On the other hand, the results of the experiment, in which FLIR One Pro thermal images were used, when compressed and sent from the smartphone to the cloud computing server, indicate a decrease in the quality of thermal images sent. However, this change in the quality of thermal images affected the detection accuracy, as the results showed a very slight fluctuation detection accuracy percentage around 0.03%. In addition, when Blurry images, Shaken images, and Flipped images were used, detection accuracy has increased by a small percentage (about 0.4% max.), but when using Tilted images, the detection accuracy percentage fluctuates +−0.5% (

Table 7. Detection accuracy of thermal images (Flir one PRO) after effects.
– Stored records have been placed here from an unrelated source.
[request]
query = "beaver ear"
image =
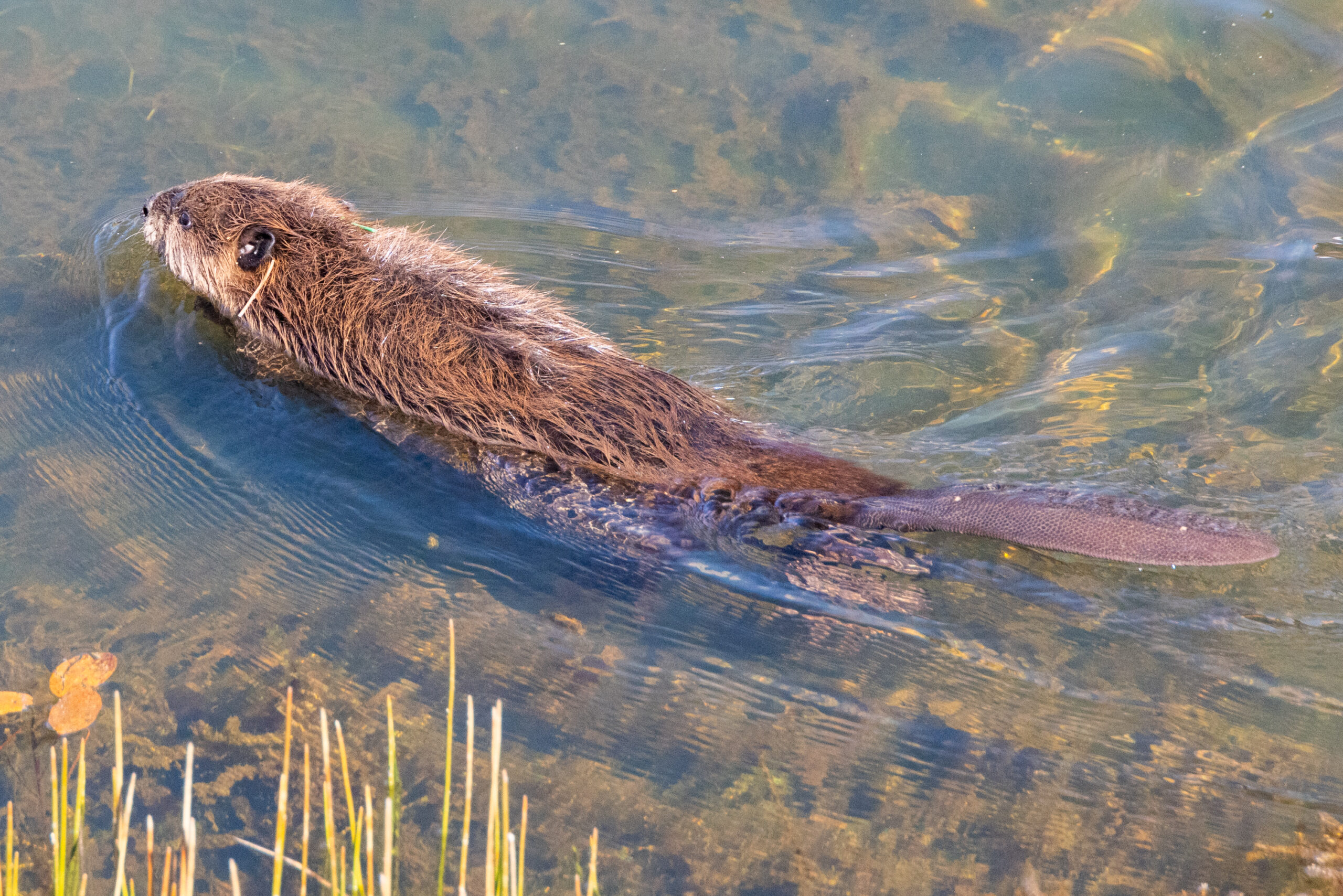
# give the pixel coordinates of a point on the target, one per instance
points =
(254, 248)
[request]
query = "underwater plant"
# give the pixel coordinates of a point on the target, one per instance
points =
(354, 867)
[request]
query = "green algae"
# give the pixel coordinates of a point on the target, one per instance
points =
(694, 163)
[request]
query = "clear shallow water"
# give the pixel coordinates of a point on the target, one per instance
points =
(1039, 242)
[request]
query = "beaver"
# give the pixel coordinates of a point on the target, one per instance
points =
(414, 323)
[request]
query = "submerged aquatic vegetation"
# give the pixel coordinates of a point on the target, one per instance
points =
(1317, 861)
(354, 867)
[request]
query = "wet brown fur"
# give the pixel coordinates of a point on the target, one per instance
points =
(414, 323)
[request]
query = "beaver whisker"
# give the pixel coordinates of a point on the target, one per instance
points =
(503, 363)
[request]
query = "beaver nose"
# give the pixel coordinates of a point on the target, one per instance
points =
(150, 205)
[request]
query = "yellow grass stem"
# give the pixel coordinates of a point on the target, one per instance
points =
(512, 864)
(521, 849)
(62, 847)
(466, 809)
(123, 836)
(11, 879)
(505, 830)
(291, 861)
(167, 872)
(447, 765)
(56, 812)
(308, 790)
(394, 796)
(386, 880)
(492, 827)
(188, 827)
(328, 809)
(368, 844)
(119, 769)
(282, 812)
(150, 855)
(81, 781)
(355, 871)
(349, 804)
(593, 864)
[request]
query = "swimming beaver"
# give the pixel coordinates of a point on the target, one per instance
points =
(414, 323)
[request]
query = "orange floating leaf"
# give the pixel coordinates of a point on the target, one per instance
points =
(76, 711)
(14, 701)
(88, 669)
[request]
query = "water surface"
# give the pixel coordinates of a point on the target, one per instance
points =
(955, 241)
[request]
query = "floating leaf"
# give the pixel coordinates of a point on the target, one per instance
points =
(76, 711)
(14, 701)
(88, 669)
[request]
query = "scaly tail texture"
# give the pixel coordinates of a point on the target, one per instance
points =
(1100, 527)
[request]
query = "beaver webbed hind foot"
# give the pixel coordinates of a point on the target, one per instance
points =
(1054, 520)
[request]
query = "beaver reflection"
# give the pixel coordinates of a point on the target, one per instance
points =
(413, 323)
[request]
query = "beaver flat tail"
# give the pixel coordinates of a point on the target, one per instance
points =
(1099, 527)
(414, 323)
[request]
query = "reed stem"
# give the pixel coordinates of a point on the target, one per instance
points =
(349, 803)
(328, 808)
(521, 849)
(593, 864)
(308, 792)
(167, 872)
(368, 844)
(447, 765)
(394, 799)
(282, 812)
(493, 818)
(123, 837)
(65, 818)
(466, 809)
(119, 769)
(386, 880)
(188, 827)
(150, 855)
(58, 884)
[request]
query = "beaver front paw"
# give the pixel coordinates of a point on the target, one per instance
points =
(821, 506)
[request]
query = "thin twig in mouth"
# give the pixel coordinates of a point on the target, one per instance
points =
(260, 286)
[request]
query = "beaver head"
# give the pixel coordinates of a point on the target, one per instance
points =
(219, 234)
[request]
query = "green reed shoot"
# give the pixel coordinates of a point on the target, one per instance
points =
(505, 849)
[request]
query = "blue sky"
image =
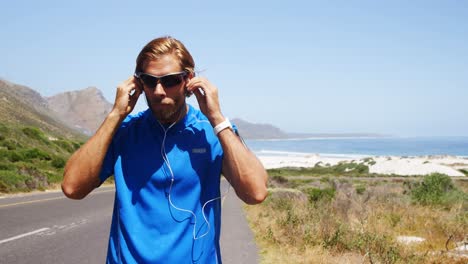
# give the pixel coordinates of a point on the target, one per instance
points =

	FLIR ONE PRO	Image 1	Image 2	Image 3	Image 4	Image 5
Image Effects	Classification	Cancer	Cancer	Cancer	Cancer	Cancer
Blurry images	Accuracy %	99.981	99.6775	99.974	99.6294	97.8939
Tilted images	Accuracy %	99.8634	98.173	99.5872	99.9466	99.0886
Shaken images	Accuracy %	99.9582	99.4484	99.9594	99.5151	97.9629
Flipped image	Accuracy %	99.9933	99.6179	99.9967	99.8228	98.7214

).

4. Conclusions

Health applications in smartphones contributed to the increase in the culture of self-care. Given previous studies that seek to reduce the incidence of breast cancer, however, it needs a primary diagnostic tool that is compatible with health applications in modern smartphones. The current paper proposes a home-automated diagnostic tool with the help of smartphone applications, cloud computing, and thermal cameras. The experimental results confirm the effectiveness of the proposal, as the accuracy rate in breast cancer detection has reached 100%. We conclude that breast thermography using health applications for smartphones and cloud computing is a good tool for early detection of breast cancer, especially for remote areas and elderly patients, in addition to providing features related to health education, rapid response, and periodic follow-up for patients. This tool on the smartphone application makes a quantum leap in raising the efficiency of initial self-diagnosis. Moreover, this technology is characterized by repeated use at the same time and used as a family diagnostic tool. Additionally, results show that the quality of thermal images did not affect by different distances and methods except in one method when compressing thermal images by 5%, 15%, and 26%. The results indicate 1% as maximum detection accuracy when compressing thermal images by 5%, 15%, and 26%. In addition, the results indicate detection accuracy increased in Blurry images and Shaken images by 0.0002%, while diagnostic accuracy decreased to nearly 11% in Tilted images. Future work could lead to the creation of an integrated health application that includes health education, periodic follow-up, communication with the health care center, updating patient data, prescriptions, and exercise, in addition to using this technique to detect other diseases such as lung cancer and foot ulcers. Moreover, future work should add a set of effects to thermal images before training in the deep convolutional neural network. Future works should focus on improving the classification and detection accuracies considering different age groups, gender types, and other convolved medical preconditions. Previous studies have ignored the diagnoses considering these important factors. An interesting fault diagnoses method that combines thermal imaging and machine learning is introduced in [23]. Future work may look into the possible application of this method to the early detection of breast cancer.